Чтобы не возводить совсем уж напраслины или поклепа на молодых торпедовцев, скажу, что самый из них, может быть, талантливый — Валентин Филатов, нынешний президент «Локомотива» — скрашивал своим почтительным приятельством жизнь Воронину, приходил к нему домой, чем-то и помогал, как я догадываюсь.
На меня у Воронина тоже были основания обижаться.
За книгу «Полузащита» мы с ним вместе так и не сели.

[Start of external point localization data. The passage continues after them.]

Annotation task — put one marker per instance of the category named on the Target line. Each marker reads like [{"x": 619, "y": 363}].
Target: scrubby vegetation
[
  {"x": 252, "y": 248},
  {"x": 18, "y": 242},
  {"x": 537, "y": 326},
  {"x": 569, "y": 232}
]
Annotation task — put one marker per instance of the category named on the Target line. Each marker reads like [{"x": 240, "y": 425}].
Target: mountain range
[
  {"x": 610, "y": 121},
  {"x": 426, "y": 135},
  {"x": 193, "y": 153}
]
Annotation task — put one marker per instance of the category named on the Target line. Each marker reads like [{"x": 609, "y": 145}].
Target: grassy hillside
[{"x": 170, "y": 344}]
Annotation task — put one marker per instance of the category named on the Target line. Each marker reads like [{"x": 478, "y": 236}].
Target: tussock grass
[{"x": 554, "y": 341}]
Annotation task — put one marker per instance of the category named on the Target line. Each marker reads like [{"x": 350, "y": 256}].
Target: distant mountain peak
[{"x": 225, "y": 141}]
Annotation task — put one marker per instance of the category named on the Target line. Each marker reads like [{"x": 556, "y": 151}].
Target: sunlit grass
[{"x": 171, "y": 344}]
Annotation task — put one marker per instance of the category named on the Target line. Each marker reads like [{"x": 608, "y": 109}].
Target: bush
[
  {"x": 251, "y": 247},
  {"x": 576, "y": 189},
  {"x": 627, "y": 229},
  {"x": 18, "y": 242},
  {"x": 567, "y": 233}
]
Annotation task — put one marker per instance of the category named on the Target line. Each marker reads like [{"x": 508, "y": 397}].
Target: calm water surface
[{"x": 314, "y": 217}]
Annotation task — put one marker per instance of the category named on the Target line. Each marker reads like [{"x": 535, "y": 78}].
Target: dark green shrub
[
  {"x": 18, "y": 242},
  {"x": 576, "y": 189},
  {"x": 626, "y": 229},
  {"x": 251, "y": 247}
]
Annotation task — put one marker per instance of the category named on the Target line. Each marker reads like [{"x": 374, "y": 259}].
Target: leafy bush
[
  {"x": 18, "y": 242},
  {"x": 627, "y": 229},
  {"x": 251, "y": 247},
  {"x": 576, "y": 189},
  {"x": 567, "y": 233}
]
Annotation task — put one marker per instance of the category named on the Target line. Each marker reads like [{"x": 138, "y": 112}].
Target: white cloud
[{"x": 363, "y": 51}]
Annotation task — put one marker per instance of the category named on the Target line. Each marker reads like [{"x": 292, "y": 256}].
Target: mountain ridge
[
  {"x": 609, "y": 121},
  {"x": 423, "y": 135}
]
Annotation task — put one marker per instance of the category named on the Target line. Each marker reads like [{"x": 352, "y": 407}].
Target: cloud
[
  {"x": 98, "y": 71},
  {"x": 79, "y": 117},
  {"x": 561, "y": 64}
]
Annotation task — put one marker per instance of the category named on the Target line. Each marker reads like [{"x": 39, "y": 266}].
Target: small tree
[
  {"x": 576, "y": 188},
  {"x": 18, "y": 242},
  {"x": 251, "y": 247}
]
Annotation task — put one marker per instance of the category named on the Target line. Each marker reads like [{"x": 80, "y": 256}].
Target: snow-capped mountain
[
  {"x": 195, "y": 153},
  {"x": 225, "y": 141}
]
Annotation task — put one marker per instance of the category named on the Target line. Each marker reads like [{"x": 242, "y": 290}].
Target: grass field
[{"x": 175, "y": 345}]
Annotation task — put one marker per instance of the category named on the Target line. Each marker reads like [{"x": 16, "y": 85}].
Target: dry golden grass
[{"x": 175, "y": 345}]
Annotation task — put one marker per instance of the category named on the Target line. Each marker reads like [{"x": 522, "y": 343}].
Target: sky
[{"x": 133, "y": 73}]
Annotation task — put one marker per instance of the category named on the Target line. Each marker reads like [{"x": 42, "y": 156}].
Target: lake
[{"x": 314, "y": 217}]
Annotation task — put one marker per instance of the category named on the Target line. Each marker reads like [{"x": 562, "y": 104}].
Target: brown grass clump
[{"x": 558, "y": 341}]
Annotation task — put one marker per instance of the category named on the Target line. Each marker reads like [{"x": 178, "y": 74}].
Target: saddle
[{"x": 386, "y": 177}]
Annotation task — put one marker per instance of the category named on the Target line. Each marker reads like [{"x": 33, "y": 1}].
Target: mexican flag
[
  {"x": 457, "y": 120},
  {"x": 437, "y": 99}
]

А в начале восьмидесятых мне вдруг предложили сделать литературную запись мемуаров Стрельцова. И книга, вопреки предположениям тех, кто считал фигуру Эдуарда «запрещенной», вышла. Стрельцов, к тому же, поступил в школу тренеров, на что Валерий Иванович никак теперь не мог претендовать, хотя считал себя интеллектуальнее Эдика, чуждавшегося теорий и высокоумных разговоров. Стрельцов жил в крепкой семье, в хорошей квартире, худо-бедно справлялся с обязанностями детского тренера и вот еще слушателем ВШТ стал. А у Воронина ничего не было — ни дома, ни семьи, ни средств к жизни. И единственного помощника в литературных занятиях отвлекли…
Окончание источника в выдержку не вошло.